In my case, I spent weeks figuring out the best pricing to cover costs and provide value.
I ended up with a "baseline" offering plus "pay-as-you-go" for extra usage.
Personally, I dislike credit systems; I prefer to know exactly how much I'm spending and what I'm getting. I think others feel the same way.
It’s fascinating! I recently launched bracework, and it employs the exact approach I used … a hybrid monthly fee plus usage-based pricing.
Token cost money, and this model prevents super users from abusing the system. It educates them about the actual cost of using an assistant. In my case, Bracework is an AI documentation assistant that helps field service professionals get estimates, invoices, scope of work, or any other documents they need to win a job faster. It can do this in less than 45 seconds by texting a photo, voice, or text note from their phone.
@olivier_madel1 nice Olivier! Just took a look at your site, it looks very well thought out and put together, did you get feedback on the pricing before implementing it, or did you just go for it?
@jake_friedberg @jake_friedberg, I realized how much it costs me to use AI or call an LLM for my service after doing some calculations with Claude code. We came to the conclusion that this was the best avenue to pursue for profitability. Instead of saying, “You’ve used your credit for the month,” I could have gone with a SaaS pricing model. Now, I could have gone with pricing per token, which would make sense. I priced fairly one usage cost to generate several documents. So, the fee is per job. It’s still manageable per unit cost. And in the language of my ICP, this makes sense. Jobs are something they understand, not tokens or whatever. The math is easy. I spend X to generate several documents to win or close a job. The value proposition is that the user wins all the time while having a great experience with the LLM providing the service: a document.
I think the same!
my SaaS Ptio has usage based pricing based on token usage plus a small margin to cover other transactional costs
We went the complete opposite direction with Geode (Monthly / Yearly / Lifetime Deal).

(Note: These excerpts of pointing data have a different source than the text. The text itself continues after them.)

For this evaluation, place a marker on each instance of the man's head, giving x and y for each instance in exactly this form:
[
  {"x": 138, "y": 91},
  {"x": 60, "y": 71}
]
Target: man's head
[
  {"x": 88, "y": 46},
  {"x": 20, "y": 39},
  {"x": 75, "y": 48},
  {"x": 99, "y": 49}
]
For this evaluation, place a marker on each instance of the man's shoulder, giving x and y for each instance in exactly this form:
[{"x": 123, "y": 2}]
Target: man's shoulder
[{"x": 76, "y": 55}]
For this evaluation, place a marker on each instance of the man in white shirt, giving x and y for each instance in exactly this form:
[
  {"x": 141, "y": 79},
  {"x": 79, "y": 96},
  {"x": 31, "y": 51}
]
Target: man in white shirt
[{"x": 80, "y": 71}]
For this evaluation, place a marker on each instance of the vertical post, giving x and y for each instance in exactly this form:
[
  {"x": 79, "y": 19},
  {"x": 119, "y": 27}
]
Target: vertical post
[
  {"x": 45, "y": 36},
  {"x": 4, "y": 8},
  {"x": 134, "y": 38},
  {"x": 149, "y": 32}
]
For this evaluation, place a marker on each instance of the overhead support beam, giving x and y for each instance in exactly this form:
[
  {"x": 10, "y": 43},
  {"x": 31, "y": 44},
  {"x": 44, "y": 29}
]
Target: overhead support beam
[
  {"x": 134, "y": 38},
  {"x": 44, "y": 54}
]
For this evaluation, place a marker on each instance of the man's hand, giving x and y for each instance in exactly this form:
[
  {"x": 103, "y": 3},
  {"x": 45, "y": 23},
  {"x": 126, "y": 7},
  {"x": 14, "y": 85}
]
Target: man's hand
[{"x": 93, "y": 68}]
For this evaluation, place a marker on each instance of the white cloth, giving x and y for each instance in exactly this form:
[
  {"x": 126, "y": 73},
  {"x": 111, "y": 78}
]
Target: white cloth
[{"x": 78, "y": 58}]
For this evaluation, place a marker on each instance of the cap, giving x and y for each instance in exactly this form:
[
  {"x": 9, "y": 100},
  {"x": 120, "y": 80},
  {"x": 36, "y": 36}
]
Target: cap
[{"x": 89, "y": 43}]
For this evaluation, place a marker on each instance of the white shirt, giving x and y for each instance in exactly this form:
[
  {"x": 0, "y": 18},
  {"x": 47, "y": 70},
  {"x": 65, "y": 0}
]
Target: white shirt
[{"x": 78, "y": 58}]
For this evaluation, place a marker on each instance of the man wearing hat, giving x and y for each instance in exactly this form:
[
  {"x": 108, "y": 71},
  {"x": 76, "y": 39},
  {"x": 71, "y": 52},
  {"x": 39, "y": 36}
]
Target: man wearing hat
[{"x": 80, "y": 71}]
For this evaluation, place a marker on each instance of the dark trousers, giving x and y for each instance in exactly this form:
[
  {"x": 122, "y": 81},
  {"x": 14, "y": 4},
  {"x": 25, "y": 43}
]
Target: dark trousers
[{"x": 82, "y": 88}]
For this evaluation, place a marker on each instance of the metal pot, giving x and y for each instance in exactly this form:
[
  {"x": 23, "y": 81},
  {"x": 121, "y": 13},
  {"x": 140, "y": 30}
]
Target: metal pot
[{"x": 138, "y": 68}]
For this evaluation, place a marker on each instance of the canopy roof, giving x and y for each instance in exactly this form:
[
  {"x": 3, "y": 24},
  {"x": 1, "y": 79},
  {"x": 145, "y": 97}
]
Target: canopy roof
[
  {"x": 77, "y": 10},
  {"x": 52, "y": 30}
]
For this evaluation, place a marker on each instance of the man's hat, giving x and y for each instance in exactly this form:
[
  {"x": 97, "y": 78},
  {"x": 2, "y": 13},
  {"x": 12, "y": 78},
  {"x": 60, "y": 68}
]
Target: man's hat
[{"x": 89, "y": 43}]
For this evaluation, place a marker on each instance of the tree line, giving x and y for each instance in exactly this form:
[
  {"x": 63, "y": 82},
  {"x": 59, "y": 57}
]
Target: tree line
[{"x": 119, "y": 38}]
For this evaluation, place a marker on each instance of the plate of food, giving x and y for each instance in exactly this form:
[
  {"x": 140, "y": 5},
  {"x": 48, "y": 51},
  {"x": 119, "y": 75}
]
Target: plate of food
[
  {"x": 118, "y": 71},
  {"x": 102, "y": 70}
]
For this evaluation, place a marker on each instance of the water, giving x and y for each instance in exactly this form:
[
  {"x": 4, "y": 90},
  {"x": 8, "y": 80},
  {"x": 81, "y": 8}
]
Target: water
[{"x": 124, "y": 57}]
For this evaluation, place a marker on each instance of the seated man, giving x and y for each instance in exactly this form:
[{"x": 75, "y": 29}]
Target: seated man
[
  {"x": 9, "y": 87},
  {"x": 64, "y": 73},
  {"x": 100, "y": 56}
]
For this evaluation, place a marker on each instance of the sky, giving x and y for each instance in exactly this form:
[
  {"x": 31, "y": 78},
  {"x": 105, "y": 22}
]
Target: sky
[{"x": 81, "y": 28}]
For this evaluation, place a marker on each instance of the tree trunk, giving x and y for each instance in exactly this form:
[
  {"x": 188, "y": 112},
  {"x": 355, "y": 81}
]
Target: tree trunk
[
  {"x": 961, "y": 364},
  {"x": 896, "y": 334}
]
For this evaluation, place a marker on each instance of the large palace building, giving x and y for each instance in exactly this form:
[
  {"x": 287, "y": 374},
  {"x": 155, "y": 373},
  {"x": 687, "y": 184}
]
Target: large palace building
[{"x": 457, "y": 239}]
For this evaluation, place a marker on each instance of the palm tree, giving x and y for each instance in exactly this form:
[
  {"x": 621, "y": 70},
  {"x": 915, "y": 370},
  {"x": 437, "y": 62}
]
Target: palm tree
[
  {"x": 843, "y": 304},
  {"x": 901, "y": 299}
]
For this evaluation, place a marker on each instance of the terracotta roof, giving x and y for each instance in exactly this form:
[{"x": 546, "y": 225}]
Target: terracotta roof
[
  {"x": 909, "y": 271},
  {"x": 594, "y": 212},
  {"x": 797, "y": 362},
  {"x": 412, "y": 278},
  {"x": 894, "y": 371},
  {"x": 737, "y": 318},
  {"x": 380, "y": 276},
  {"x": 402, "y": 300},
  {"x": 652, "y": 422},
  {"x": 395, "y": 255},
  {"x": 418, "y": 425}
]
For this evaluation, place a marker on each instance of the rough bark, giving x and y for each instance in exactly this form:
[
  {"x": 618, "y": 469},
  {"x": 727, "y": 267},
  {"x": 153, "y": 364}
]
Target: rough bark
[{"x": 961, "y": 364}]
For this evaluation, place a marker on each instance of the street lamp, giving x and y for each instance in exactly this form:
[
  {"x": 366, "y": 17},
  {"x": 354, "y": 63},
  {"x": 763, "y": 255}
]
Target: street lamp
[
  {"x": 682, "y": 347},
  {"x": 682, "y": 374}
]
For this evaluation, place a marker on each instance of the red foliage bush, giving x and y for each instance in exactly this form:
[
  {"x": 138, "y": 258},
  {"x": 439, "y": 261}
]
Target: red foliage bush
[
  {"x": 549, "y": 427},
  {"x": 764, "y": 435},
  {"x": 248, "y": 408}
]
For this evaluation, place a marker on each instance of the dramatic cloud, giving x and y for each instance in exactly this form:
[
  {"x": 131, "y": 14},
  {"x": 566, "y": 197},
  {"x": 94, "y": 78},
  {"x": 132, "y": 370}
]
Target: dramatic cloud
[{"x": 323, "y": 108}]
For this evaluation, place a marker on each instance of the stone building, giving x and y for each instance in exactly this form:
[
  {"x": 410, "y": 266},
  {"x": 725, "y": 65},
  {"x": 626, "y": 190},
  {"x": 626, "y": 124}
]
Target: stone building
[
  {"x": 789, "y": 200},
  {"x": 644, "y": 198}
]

Because our AI runs strictly on-device (using the user's local hardware/Neural Engine), we don't have the massive per-token cloud costs that force other AI tools into usage-based models. Our marginal cost per user is near zero regardless of how much they use it.
We found that avoiding "meter anxiety" is a huge selling point. Users prefer knowing they can transcribe 5 hours or 50 hours of meetings for the same flat price (or a one-time fee), rather than worrying about running out of credits.
For us, Local Architecture = Flat/Lifetime Pricing. It’s a major differentiator against the cloud wrappers.
@luciawantstoknowall the LTDs are interesting and something I've read, which has varying success. But it sounds like you've implemented this wisely, how is the LTD working out for you?
From what I’ve seen, pure usage-based works best when value is immediately measurable per action. For many AI tools, a hybrid feels safer — a base plan for predictability, plus usage for scale. Buyers still want clarity and cost confidence. When pricing becomes too opaque, trust drops fast.
How you’re thinking about communicating usage before users feel surprised by it.
I reckon the reason a lot of SaaS apps use usage-based is because with ai, the spend can fluxuate very rapidly. So one month the app would lose money from the subscription, and the other month the user wouldn't use the full value of the app. So the usage-based is a perfect balance.
For me, usage based sees a lot more trying-it-out users, versus standard SaaS. So theres more conversions.
@peterz_shu Yes solid point and as was said in this thread a few times its really the balance of both. Pricing can get messy I personally am a fan of the freemium model + upgraded for MRC with add-ons of usage. But its definitely a mouthful depending on your business strategy.